- Location in Contra Costa County and the state of California
- Diablo Location in the United States
- Coordinates: 37°50′06″N 121°57′29″W﻿ / ﻿37.83500°N 121.95806°W
- Country: United States
- State: California
- County: Contra Costa

Government
- • State Senate: Tim Grayson (D)
- • State Assembly: Rebecca Bauer-Kahan (D)
- • U. S. Congress: Mark DeSaulnier (D)

Area
- • Total: 1.36 sq mi (3.53 km^{2})
- • Land: 1.36 sq mi (3.53 km^{2})
- • Water: 0 sq mi (0.00 km^{2}) 0%
- Elevation: 528 ft (161 m)

Population (2020)
- • Total: 1,255
- • Density: 920.3/sq mi (355.33/km^{2})
- Time zone: UTC-8 (PST)
- • Summer (DST): UTC-7 (PDT)
- ZIP code: 94528
- Area code: 925
- FIPS code: 06-19150
- GNIS feature IDs: 1655967, 2408668

= Diablo, California =

Diablo (Spanish for "Devil") is a census-designated place (CDP) in Contra Costa County, California, United States. The population was 1,255 at the 2020 census. It is located 2.5 mi east-northeast of Danville.

==Geography==
According to the United States Census Bureau, the CDP has a total area of 1.4 sqmi, all land.

==History==
A post office was established at Diablo in 1916.

==Demographics==

Diablo first appeared as a census designated place in the 2000 U.S. census created out of part of the Alamo CDP.

Historical population
| Census | Pop. | Note | %± |
| 2000 | 988 |  | — |
| 2010 | 1,158 |  | 17.2% |
| 2020 | 1,255 |  | 8.4% |
U.S. Decennial Census 1860–1870 1880-1890 1900 1910 1920 1930 1940 1950 1960 1970 1980 1990 2000 2010

===Racial and ethnic composition===

Diablo CDP, California – Racial and ethnic composition Note: the US Census treats Hispanic/Latino as an ethnic category. This table excludes Latinos from the racial categories and assigns them to a separate category. Hispanics/Latinos may be of any race.
| Race / Ethnicity (NH = Non-Hispanic) | Pop 2000 | Pop 2010 | Pop 2020 | % 2000 | % 2010 | % 2020 |
|---|---|---|---|---|---|---|
| White alone (NH) | 909 | 1,035 | 1,001 | 92.00% | 89.38% | 79.76% |
| Black or African American alone (NH) | 6 | 0 | 8 | 0.61% | 0.00% | 0.64% |
| Native American or Alaska Native alone (NH) | 0 | 2 | 5 | 0.00% | 0.17% | 0.40% |
| Asian alone (NH) | 29 | 55 | 100 | 2.94% | 4.75% | 7.97% |
| Native Hawaiian or Pacific Islander alone (NH) | 0 | 0 | 0 | 0.00% | 0.00% | 0.00% |
| Other race alone (NH) | 0 | 0 | 0 | 0.00% | 0.00% | 0.00% |
| Mixed race or Multiracial (NH) | 9 | 27 | 61 | 0.91% | 2.33% | 4.86% |
| Hispanic or Latino (any race) | 35 | 39 | 80 | 3.54% | 3.37% | 6.37% |
| Total | 988 | 1,158 | 1,255 | 100.00% | 100.00% | 100.00% |

===2020 census===
As of the 2020 census, Diablo had a population of 1,255. The population density was 920.1 PD/sqmi.

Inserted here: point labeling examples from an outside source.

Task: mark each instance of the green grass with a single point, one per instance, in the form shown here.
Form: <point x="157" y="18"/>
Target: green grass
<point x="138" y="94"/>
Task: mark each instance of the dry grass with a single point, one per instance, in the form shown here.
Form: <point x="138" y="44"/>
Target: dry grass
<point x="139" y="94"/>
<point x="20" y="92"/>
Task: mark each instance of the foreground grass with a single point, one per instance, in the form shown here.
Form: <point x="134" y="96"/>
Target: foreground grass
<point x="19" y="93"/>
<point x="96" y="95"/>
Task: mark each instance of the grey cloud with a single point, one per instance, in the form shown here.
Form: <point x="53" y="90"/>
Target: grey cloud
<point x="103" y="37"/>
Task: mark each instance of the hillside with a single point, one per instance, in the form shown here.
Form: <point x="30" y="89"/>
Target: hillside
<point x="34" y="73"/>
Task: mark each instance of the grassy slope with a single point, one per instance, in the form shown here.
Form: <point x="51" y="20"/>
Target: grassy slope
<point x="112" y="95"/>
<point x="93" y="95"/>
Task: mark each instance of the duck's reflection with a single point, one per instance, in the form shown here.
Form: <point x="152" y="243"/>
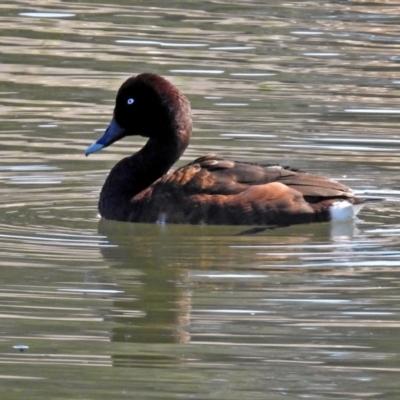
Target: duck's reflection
<point x="155" y="267"/>
<point x="155" y="307"/>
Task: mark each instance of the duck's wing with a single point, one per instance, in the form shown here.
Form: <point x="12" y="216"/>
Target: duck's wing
<point x="217" y="191"/>
<point x="216" y="175"/>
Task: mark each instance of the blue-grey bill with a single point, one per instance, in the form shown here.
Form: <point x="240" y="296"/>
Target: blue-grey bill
<point x="93" y="148"/>
<point x="113" y="133"/>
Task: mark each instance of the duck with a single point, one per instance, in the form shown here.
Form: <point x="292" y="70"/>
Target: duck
<point x="211" y="189"/>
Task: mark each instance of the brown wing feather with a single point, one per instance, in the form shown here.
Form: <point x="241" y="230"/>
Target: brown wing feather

The age distribution was 21.4% under the age of 18, 6.7% aged 18 to 24, 15.5% aged 25 to 44, 35.9% aged 45 to 64, and 20.6% who were 65 years of age or older. The median age was 49.8 years. For every 100 females, there were 103.7 males, and for every 100 females age 18 and over there were 106.9 males age 18 and over.

The census reported that 95.1% of the population lived in households, 4.9% lived in non-institutionalized group quarters, and no one was institutionalized. 100.0% of residents lived in urban areas, while 0.0% lived in rural areas.

There were 424 households, out of which 32.1% included children under the age of 18, 77.1% were married-couple households, 1.9% were cohabiting couple households, 13.2% had a female householder with no spouse or partner present, and 7.8% had a male householder with no spouse or partner present. 13.0% of households were one person, and 7.1% were one person aged 65 or older. The average household size was 2.81. There were 362 families (85.4% of all households).

There were 455 housing units at an average density of 333.6 /mi2, of which 424 (93.2%) were occupied. Of these, 93.9% were owner-occupied, and 6.1% were occupied by renters. 6.8% of housing units were vacant; the homeowner vacancy rate was 0.0% and the rental vacancy rate was 16.1%.

==Education==
Diablo is served by the San Ramon Valley Unified School District.